Shitty Movie Sundays: The Last Stand, or, Look! The New Chevys Are Out!

Arnold Schwarzenegger hasn’t starred in a movie in ten years, since Terminator 3. In The Last Stand, his first major foray onto the silver screen since he ended his time as governor of California, Arnold (normally I’d refer to a person by their last name in an article, but I’m not going to subject myself to typing out Arnold’s last name more than once) plays Ray Owens, the sheriff of a small border town in Arizona. He’s a former narcotics cop from the mean streets of Los Angeles, and the wistful gazes with which he paints his little town in the opening scenes are evidence that he prefers this life in small town America to the one he left behind in the LAPD. It’s either that, or Arnold was just thrilled to be back in a starring role. I can’t tell, but it’s easy to picture the film’s director, Kim Jee-Woon, instructing Arnold to express his real feelings of satisfaction at being back in the spotlight for these scenes, as getting Arnold to display any emotional range at all is more difficult than flying the space shuttle.

That’s not a knock on Arnold. Well, not much of one. After all, I never, not once, went into an Arnold Schwarzenegger (whoops, that’s two) flick expecting an Oscar worthy performance. Action flicks aren’t about nuance. They’re about violence and blowing shit up. Seeing Arnold in anything else is a waste of mine, and everybody else’s, time (I’m looking at you, Twins, Kindergarten Cop, Junior, and Jingle All the Way. In fact, I’m not looking at you. I’m going to pretend those films never happened, like Michael Jordan playing for the Wizards or Miles Davis coming out of retirement in 1981. My goodness, did I just equate Arnold Schwarzenegger [that’s three] to the greatest basketball player of all time and the greatest jazz musician of all time? Yes. Yes, I did. And you know what? That’s okay, because while Arnold is not the greatest actor of all time, he has a solid case for being the greatest action star of all time, and that has to count for something, right?).
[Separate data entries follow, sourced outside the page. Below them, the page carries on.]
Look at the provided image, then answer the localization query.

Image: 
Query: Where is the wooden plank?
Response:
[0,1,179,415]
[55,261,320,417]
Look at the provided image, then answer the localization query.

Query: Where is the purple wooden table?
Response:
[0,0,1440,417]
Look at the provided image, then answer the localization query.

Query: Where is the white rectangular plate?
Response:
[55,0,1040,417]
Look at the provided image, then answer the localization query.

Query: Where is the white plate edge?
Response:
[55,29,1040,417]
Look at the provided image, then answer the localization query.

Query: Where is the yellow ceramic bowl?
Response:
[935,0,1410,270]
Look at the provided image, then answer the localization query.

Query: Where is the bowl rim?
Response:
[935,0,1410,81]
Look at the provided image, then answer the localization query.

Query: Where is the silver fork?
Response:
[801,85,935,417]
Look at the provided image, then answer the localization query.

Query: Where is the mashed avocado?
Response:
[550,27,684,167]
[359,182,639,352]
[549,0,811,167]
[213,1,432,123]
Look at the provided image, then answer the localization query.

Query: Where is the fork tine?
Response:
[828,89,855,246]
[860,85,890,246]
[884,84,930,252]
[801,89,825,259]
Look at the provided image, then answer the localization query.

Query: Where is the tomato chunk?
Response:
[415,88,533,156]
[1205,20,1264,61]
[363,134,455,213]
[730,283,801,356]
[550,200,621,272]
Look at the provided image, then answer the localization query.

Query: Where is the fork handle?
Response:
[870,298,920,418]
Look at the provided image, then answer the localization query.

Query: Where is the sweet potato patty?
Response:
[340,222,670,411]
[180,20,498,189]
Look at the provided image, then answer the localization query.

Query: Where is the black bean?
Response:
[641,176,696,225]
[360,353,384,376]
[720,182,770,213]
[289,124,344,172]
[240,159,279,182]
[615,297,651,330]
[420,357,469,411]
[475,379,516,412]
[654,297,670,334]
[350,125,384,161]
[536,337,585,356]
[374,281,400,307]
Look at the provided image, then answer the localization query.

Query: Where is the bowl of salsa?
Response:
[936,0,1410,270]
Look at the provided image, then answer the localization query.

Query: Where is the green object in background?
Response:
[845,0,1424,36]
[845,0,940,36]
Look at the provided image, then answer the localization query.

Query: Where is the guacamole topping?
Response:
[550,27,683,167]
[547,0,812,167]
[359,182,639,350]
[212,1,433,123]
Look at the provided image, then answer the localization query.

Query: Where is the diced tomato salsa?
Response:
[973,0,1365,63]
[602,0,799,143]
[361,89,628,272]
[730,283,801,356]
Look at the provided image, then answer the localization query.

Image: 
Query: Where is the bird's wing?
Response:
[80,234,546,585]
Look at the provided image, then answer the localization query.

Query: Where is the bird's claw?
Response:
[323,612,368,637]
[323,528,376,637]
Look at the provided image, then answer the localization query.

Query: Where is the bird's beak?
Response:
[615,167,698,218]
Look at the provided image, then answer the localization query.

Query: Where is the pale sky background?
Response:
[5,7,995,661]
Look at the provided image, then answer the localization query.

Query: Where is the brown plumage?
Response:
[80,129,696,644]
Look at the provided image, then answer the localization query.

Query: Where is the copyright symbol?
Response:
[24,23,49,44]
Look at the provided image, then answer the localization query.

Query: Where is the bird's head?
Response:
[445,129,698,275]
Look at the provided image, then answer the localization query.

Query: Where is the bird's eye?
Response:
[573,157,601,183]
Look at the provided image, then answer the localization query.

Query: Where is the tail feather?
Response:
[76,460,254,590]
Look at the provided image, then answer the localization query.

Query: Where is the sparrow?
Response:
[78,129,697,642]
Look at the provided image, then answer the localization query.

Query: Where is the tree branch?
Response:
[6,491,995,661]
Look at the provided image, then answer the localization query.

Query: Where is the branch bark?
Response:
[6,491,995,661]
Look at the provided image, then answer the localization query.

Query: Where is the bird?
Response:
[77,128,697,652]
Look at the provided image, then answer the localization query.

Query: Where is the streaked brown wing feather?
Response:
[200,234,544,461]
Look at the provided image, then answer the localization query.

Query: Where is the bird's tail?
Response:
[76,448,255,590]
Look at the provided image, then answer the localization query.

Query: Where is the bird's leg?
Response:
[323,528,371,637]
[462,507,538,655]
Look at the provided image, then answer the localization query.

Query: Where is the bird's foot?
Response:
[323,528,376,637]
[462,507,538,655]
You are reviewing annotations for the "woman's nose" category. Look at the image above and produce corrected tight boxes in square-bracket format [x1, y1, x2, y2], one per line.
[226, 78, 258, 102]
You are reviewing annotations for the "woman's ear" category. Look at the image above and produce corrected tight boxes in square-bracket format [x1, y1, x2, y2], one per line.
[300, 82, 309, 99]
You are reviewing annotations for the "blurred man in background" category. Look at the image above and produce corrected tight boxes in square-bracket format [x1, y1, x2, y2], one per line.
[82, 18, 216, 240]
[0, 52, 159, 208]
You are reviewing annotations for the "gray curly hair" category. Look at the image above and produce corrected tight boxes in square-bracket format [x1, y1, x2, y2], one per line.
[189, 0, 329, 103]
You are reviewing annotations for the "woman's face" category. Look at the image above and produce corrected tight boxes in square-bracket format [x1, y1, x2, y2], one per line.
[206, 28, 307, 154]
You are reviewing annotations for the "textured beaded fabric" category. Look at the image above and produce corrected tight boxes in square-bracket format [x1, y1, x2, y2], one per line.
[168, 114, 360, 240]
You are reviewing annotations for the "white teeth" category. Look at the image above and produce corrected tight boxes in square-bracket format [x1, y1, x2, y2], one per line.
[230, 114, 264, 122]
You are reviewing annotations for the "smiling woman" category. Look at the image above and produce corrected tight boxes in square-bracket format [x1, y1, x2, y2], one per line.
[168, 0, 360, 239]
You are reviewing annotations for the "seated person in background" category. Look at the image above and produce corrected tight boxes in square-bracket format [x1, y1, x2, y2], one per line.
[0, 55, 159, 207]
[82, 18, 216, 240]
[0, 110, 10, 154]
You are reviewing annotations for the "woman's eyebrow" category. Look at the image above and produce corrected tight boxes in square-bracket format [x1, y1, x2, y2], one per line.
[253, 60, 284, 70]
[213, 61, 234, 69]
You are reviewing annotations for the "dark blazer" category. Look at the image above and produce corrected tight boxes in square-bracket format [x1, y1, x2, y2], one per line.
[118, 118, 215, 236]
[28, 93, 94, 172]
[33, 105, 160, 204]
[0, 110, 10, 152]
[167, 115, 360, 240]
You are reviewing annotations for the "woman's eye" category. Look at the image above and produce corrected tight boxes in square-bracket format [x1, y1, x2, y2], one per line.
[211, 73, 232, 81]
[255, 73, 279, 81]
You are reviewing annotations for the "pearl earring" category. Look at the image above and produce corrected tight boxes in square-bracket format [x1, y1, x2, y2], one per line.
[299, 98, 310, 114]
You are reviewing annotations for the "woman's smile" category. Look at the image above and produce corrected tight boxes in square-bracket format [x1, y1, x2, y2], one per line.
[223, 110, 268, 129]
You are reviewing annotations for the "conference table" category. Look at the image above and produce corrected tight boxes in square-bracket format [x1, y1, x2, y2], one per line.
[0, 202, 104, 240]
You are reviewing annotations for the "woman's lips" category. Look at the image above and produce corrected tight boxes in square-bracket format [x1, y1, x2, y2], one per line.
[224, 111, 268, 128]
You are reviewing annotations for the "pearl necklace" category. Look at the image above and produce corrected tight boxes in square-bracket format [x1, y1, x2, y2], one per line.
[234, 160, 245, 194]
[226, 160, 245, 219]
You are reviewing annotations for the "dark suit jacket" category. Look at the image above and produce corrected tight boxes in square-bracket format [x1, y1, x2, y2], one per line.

Going in to The Last Stand, a viewer could expect the film to be a throwback to Arnold’s work from thirty years ago, and while it is an action flick, it’s clearly from this era. It brings the stupid from today’s Hollywood, not last century’s. I don’t know the origins of the plot or when Arnold was engaged as the star, nor am I going to bother to research that, but this film looks like it was cobbled together in about five minutes from the leftover bucket of clichés out back of the Lionsgate offices. Nail some simple story arcs and characters together, sprinkle in some gunfights, and finally, add a bankable star. Hmm, it’s still a little thin in the taste test. Maybe a pinch of comic relief (Johnny Knoxville) will give this flick the flavor it needs. Shake, stir, bake for 107 minutes on high, and there it is, The Last Stand.

So, the story.

An evil Mexican drug lord by the name of Gabriel Cortez (Eduardo Noriega) has escaped from the hands of the FBI in Las Vegas. His getaway vehicle is a Corvette ZR1, specially modified to break 1,000 horsepower (HA!). Cortez is speeding south on US 95 towards the border, hoping to make his way across to freedom. He’s on a beeline to a heavily guarded checkpoint, but Cortez is no dummy. The checkpoint is a decoy. Instead, he’s going to use a temporary bridge erected nearby by his henchmen over a canyon in the sleepy town of Sommerton, Arizona, whose sheriff happens to be...Arnold Schwarzenegger (4).

In a confrontation with Cortez’s men, Arnold loses one of his deputies, and that makes this personal. No way is some fugitive drug lord going to muscle his way through Arnold’s town on his flight to Mexico. No. Fucking. Way. So Sheriff Arnold recruits some help and prepares his town for the confrontation to come. The final act is one long gunfight, and a fairly bloody one. Kim didn’t go for ultra-real gore like that which Sylvester Stallone opted for in Rambo. The flying blood and limbs in this one are graphic, but still largely cartoonish. It’s a strange effort at straddling the line between fun and appalling. A lot of viewers could be turned off by this, as it’s still pretty heavy violence, but still, it looks fake.

There’s nothing all that remarkable about The Last Stand, and plenty of moments of stupidity, but it’s one of those films that gets by on being nothing more than what it is. Quite frankly, as a viewer, I feel lucky. This thing could have been just awful. Instead, it’s shitty in a good way. The Last Stand is a much better film than Alien: Resurrection.